Employer Branding

Tackling Your To-Do List: 5 Ways to Combat Stress

Are you swamped? The word itself—swamped—is quite unpleasant. It embodies all sorts of clichés: you’re in over your head; you’re in deep; you’re in a bad place, and you might not make it out. But unpleasantries aside, why do you feel so swamped? We’re willing to bet it’s because you have too much to do—more than you can even possibly get done. And yet, important people and important things are relying on your herculean efforts to somehow manage the impossible.

Well, it turns out, you’re not alone. Our latest study shows that when it comes to managing our time and to-do lists, we’re habitually overcommitted and overwhelmed. Of the 1,353 people we surveyed, 3 out of 5 agreed that they have more to accomplish than they can actually do in the time they have available. Another 1 in 5 say they have reached their limit and can’t possibly commit to more.

And it turns out, our tendency to say yes to more than we can manage isn’t a fluke. In fact, 1 in 3 say they ALWAYS have more tasks in front of them than they can actually get done, and 2 in 3 say they USUALLY find themselves in this same predicament. But why do we put ourselves in such an uncomfortable and precarious position? According to the research, the top 5 reasons people attribute for their overgrown to-do lists include:

  • A desire to be helpful, accommodating, and polite.
  • The tendency to jump in and fix problems, even when they aren’t theirs.
  • Ambiguous limits and unclear rules about which tasks to accept or reject.
  • Working with those in authority who make non-negotiable demands.
  • An inability to say “no” or renegotiate commitments.

Our own observation over the years suggests this over-commitment epidemic is also the result of poorly-designed workflow management systems in a world that runs on the mantra: do more with less.

Too many of us don’t have a system for organizing the various inputs that fly at us each and every day. And without a system designed to capture and organize incoming tasks and the skills to negotiate commitments, you’re bound to find yourself a victim of an impossible to-do list.
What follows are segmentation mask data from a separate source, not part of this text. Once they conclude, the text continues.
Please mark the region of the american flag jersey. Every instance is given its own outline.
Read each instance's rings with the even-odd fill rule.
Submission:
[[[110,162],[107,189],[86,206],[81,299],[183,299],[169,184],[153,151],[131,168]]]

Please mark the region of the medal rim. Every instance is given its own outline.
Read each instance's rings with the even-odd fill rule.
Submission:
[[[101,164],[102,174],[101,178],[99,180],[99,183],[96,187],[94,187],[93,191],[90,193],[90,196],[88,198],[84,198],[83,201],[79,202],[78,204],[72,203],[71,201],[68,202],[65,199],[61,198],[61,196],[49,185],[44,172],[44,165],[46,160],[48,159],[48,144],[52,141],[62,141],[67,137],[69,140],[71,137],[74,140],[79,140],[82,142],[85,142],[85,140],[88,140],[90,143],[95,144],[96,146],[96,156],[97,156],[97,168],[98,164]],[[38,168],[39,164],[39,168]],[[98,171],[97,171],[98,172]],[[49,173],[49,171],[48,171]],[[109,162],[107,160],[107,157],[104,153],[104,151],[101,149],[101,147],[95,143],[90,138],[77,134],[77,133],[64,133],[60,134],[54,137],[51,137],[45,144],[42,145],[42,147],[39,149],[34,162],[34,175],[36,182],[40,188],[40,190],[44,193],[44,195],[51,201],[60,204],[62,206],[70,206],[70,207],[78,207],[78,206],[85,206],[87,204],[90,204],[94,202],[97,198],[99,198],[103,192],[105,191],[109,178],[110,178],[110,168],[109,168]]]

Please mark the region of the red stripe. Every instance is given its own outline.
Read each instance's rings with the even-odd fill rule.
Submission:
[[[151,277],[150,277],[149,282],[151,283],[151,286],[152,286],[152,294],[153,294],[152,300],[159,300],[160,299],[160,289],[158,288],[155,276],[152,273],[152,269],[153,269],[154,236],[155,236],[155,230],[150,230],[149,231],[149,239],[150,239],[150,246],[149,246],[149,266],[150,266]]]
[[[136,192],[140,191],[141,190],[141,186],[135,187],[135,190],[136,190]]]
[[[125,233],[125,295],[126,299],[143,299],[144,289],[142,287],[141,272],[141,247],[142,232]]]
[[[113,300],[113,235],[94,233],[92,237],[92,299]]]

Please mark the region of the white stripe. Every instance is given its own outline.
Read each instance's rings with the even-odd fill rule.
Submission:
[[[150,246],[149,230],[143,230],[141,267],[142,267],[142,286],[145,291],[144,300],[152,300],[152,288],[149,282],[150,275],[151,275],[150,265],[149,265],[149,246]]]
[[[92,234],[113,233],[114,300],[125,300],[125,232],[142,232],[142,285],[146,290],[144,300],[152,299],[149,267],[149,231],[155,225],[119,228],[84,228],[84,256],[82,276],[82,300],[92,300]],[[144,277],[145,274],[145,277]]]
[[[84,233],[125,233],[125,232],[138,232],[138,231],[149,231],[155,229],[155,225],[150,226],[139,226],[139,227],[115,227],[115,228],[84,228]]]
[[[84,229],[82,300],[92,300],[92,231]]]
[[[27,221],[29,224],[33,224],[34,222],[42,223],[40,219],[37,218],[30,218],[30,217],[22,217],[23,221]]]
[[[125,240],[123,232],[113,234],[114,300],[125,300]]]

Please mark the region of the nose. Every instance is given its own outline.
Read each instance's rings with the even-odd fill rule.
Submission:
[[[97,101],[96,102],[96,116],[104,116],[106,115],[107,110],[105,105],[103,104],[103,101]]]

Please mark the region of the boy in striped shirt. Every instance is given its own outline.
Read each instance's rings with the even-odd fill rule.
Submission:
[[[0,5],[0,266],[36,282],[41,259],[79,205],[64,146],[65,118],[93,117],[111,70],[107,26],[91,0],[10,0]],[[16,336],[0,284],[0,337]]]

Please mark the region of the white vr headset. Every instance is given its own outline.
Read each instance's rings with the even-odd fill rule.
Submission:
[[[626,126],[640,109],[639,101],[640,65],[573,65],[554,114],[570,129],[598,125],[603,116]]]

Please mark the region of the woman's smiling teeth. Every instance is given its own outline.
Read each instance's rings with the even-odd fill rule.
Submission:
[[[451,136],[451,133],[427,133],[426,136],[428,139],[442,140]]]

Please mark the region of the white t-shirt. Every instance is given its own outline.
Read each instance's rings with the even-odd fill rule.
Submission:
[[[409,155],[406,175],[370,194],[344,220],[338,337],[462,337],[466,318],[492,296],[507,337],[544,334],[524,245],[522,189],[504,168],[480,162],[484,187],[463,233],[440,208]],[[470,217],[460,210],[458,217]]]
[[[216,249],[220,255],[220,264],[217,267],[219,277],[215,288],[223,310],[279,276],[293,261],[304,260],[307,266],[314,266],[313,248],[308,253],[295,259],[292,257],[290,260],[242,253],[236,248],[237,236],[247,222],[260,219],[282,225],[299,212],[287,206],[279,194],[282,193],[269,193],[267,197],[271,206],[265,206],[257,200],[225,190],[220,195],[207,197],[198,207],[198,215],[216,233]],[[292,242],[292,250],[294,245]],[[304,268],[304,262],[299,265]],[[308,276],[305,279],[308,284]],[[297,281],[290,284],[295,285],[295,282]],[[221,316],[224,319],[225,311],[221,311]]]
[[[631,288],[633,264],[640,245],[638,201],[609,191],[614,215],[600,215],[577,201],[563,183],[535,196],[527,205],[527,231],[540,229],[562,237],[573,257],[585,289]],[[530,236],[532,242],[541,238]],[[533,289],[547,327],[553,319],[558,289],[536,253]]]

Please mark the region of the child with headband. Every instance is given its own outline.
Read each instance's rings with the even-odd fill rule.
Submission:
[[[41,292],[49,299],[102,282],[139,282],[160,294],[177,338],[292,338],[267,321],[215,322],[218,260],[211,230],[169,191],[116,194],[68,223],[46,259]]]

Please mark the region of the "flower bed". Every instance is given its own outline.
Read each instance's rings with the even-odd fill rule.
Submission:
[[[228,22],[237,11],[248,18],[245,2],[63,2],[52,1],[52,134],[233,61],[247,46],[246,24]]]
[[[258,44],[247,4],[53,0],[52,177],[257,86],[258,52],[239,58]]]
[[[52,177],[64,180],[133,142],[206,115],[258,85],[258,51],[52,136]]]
Unless and until you take control of this system, you’ll continue to frantically spin your wheels and still only make a dent in that ever-growing list of commitments.

And an impossible to-do list isn’t just exhausting, it also takes a toll on our emotional health. According to the study, people report feeling stressed, worried, anxious, overwhelmed, and even defeated as they look at their inflated list and regret agreeing to so much in the first place. The most alarming side effect is perhaps that people feel like they can’t be really present—meaning when they are with the people and things that matter most, they are multitasking or thinking about other tasks.

But there is a solution. With just a few skills, it’s possible to regain control of your to-do list while also reducing stress. In fact, there are a small number of self-management practices that can have a profound impact. When you learn to manage your workload quickly and efficiently, you’ll not only take control of your to-do list but also avoid the weight and anxiety that comes with carrying an impossible workload. Below are five productivity practices that if adopted will help you realize these benefits while regaining control of your to-do list.

1. Collect everything that owns your attention

Capture all commitments, tasks, ideas, and projects in an external place rather than keeping them in your head. Use just a few “capture tools” you keep with you all the time such as lists, apps, email, etc.

2. Do a Commitment audit

Capture all of your commitments on one page. Then go down the list and decide which to-dos you will do, which you’ll decline, and which you’ll renegotiate. There’s no way you can do them all in the time given; be realistic about what you can and will do.

3. Identify Next Actions

Most people are extra overwhelmed by their lists because they are filled with vague things like “Budget” or “2019 Event.” These large projects repulse us rather than motivate us to act. Clarify you’re to-dos down to the very next action; the smallest behavior you’ll take to start moving toward closure. Sometimes the key to breaking a habit of procrastination is making the action smaller until you want to do it.

4. Do more of the right things by reflecting in the right moments

Rather than diving into your messy inbox first thing, take two minutes to review your calendar and your action lists. This reflection ensures you make the best decisions about how to use your time.

5. Review weekly

Keep a sacred, non-negotiable meeting with yourself every week to re-sync, get current, and align your daily work and projects with your higher-level priorities.

About the authors: Justin Hale is a speaker, training designer, and Master Trainer at VitalSmarts, a leader in corporate training. He has been a lead engineer in designing the VitalSmarts edition of Getting Things Done® Training and has facilitated the course and delivered keynote speeches on the skills and principles of stress-free productivity to clients and audiences across North America.

Brittney Maxfield is the Senior Director of Content Marketing at VitalSmarts. She has lead publicity and marketing efforts for the company’s line of New York Times bestsellers and award-winning training courses for the past 13 years.